Sources tell Sunshine State News that the order to table the legislation came directly from House Speaker Will Weatherford, who fears that controversy generated by the measure would hurt Republicans' electoral prospects.
HB 1139, the Cathy Jordan Medical Cannabis Act, would have allowed patients with certain specified medical conditions to possess and ingest medicinal cannabis under a doctor's supervision. The measure was sponsored by freshmen Rep. Katie Edwards, D-Plantation, and Sen. Jeff Clemens, D-Lake Worth.
Most years the failure of a Democrat-drafted drug legalization bill to move through the state's Republican-dominated Legislature would be uneventful: the pope is still Catholic, and water is still wet. But 2013 was different, or so activists hoped. Last November, Colorado and Washington became the first two states in the nation to legalize marijuana for recreational use, while Massachusetts became the 18th state to legalize it for medicinal purposes.
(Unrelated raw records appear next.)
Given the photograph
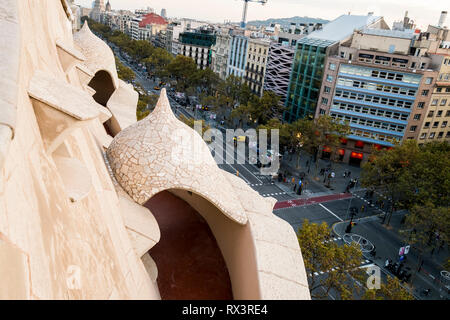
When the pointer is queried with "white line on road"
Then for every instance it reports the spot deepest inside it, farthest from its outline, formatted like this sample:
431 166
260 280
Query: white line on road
330 211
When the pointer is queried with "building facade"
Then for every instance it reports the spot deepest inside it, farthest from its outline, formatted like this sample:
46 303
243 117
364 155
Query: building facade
309 61
257 55
382 94
278 70
436 124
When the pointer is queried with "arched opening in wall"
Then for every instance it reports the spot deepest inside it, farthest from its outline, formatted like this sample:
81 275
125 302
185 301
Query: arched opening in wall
103 85
189 261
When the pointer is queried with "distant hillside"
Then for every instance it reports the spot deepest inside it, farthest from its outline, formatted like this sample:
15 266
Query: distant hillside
286 21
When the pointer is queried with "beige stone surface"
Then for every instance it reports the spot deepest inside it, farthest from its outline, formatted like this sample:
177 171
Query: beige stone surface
71 221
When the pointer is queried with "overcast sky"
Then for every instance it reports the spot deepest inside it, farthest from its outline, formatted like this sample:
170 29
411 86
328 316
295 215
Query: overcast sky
424 12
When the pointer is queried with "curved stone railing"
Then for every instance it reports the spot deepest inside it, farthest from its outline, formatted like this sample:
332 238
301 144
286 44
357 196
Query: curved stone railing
9 69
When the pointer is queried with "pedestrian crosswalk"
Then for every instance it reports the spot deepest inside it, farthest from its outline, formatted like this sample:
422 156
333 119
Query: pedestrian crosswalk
363 264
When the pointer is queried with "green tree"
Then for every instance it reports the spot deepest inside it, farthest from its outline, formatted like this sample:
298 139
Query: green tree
339 263
427 229
206 80
181 68
409 175
391 290
146 104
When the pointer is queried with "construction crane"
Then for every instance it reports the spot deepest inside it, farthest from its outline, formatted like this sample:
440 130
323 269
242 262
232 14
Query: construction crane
244 14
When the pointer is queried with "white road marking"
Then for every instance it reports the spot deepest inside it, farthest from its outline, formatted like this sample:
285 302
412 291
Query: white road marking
330 211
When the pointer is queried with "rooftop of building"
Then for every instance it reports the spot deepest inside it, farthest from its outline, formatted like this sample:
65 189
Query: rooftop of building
152 18
343 27
405 34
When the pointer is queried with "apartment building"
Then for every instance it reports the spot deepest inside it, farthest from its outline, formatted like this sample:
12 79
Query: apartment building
257 55
237 59
174 29
309 61
198 45
381 86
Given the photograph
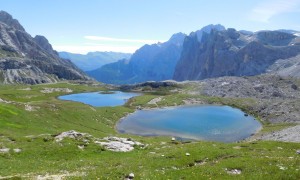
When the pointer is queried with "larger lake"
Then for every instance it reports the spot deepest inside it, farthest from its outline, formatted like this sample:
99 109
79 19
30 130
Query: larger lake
100 99
211 123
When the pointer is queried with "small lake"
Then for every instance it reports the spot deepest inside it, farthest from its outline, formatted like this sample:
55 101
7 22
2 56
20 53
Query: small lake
100 99
210 123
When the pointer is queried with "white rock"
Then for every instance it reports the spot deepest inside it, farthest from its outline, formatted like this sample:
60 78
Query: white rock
4 150
69 134
131 176
17 150
234 171
118 144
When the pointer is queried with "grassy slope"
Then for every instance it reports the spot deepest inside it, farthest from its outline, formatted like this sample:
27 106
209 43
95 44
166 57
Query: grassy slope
41 155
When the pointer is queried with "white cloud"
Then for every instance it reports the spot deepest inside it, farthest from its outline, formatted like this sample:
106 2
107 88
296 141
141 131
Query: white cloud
144 41
270 8
83 49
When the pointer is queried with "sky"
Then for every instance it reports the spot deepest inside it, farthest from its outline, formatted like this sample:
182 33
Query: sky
82 26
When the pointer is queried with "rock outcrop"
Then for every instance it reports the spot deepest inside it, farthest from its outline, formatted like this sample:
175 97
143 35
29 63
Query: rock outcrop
233 53
28 60
94 60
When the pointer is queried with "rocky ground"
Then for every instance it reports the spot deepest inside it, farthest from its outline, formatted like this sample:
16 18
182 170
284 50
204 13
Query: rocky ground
277 99
291 134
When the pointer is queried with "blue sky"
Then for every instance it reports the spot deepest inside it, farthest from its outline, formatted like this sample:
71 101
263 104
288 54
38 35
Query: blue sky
81 26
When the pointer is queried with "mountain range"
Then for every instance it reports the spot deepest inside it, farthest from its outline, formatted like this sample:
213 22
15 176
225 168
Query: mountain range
93 60
24 59
236 53
210 52
154 62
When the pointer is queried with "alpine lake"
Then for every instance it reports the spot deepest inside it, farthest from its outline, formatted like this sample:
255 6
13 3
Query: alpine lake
196 122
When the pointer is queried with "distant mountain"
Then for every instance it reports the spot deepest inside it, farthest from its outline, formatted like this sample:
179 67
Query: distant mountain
154 62
24 59
237 53
93 60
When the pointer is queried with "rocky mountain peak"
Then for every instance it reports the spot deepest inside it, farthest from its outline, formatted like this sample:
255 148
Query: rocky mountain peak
44 44
177 38
208 29
10 21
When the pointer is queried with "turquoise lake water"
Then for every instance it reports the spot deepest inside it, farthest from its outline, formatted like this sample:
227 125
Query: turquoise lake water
210 123
98 99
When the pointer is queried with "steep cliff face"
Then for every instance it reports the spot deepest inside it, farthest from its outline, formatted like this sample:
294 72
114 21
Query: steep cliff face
154 62
233 53
24 59
93 60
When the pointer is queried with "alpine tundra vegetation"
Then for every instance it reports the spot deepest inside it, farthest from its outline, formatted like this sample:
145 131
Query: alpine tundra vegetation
44 136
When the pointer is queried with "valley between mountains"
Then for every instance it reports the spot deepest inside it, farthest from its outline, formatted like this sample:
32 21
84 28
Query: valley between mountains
42 137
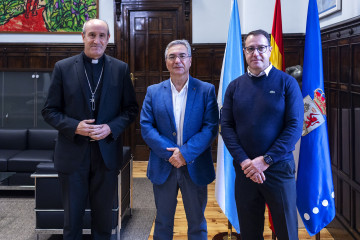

A new bipartisan spirit seemed to be prevailing in the Legislature, and polls consistently show that overwhelming majorities of Floridians favor the legalization of medical cannabis.
Jodi James, executive director of the Florida Cannabis Action Network (FLCAN), had even gotten wind from a legislator that a workshop on the matter would be held on Wednesday, March 27.
We pulled together the A-team of witnesses to speak: a retired chief of police, testimony by doctors, military veteran to introduce a VA directive, all the big guns, James explains to SSN.
But on Tuesday, James received word that the workshop would not be held, despite assurances she had received from Health Quality Subcommittee Chairman Ken Roberson, R-Punta Gorda, that he expected HB 1139 to receive a hearing before his panel, if not an up-or-down vote.
Edwards confirms to SSN her shock that the issue did not receive so much as a workshop hearing. She did not expect her bill to reach the floor, or to even receive a committee vote this session, but she had hoped to convince legislators to conduct a study on the fiscal impact of marijuana legalization.
I think it would behoove all of us to recognize that [medical cannabis legalization] is going to happen, it's just a matter of time, she tells SSN. But the time to have the conversation is now.
Edwards declines to confirm or deny rumors that Roberson had been pressured by Weatherford to table her bill.
I have heard those rumors, but out of deference to the speaker, until he says to me, 'Representative Edwards, I don't want your bill heard,' I don't want to feed any rumors, she says. I'm going to give the speaker the benefit of the doubt and wait until I hear from him directly that that is the case.
Roberson for his part denies he's received any such orders from House leadership.
I did not get any direction from the speaker, whether to hear it or not to hear it, he insists. We've been dealing mostly with issues having to do with the Affordable Care Act and scope of practice issues. We just did not get to the bill.
Weatherford spokesman Ryan Duffy also denied the rumors,tellingSSN they are "just false."
The Medical Cannabis Act is named after Cathy Jordan, FLCAN's president and a sufferer from Lou Gehrig's disease, who smokes marijuana cigarettes in order to keep her mouth dry and offset some of the disease's symptoms.
As SSN analyst Jeff Henderson wrote last week, Republicans could have much to fear, politically, from the presence of a medical marijuana amendment on the 2014 ballot. The measure likely would attract a plethora of young voters, who largely lean Democratic.
Edwards dismisses concerns that her bill would be a "damned if you do, damned if you don't" for Republican legislators, who fear a "yes" vote on the measure might upset their more conservative constituents.
My bill is a win-win for Republicans, she insists. If they're trying to peg themselves as being compassionate conservatives, then by all means this is compassionate you're helping sick people and this is conservative: we're going to look at an additional source of tax revenue for the state. What more could you want?
Thursday marked the final day of subcommittee hearings, but there are any number of procedural maneuvers House leadership can avail itself of, from now until the end of April, to get bills heard before a committee or even brought before the full floor for a vote. Duffy tells SSN the speaker is not inclined to circumvent the committee process.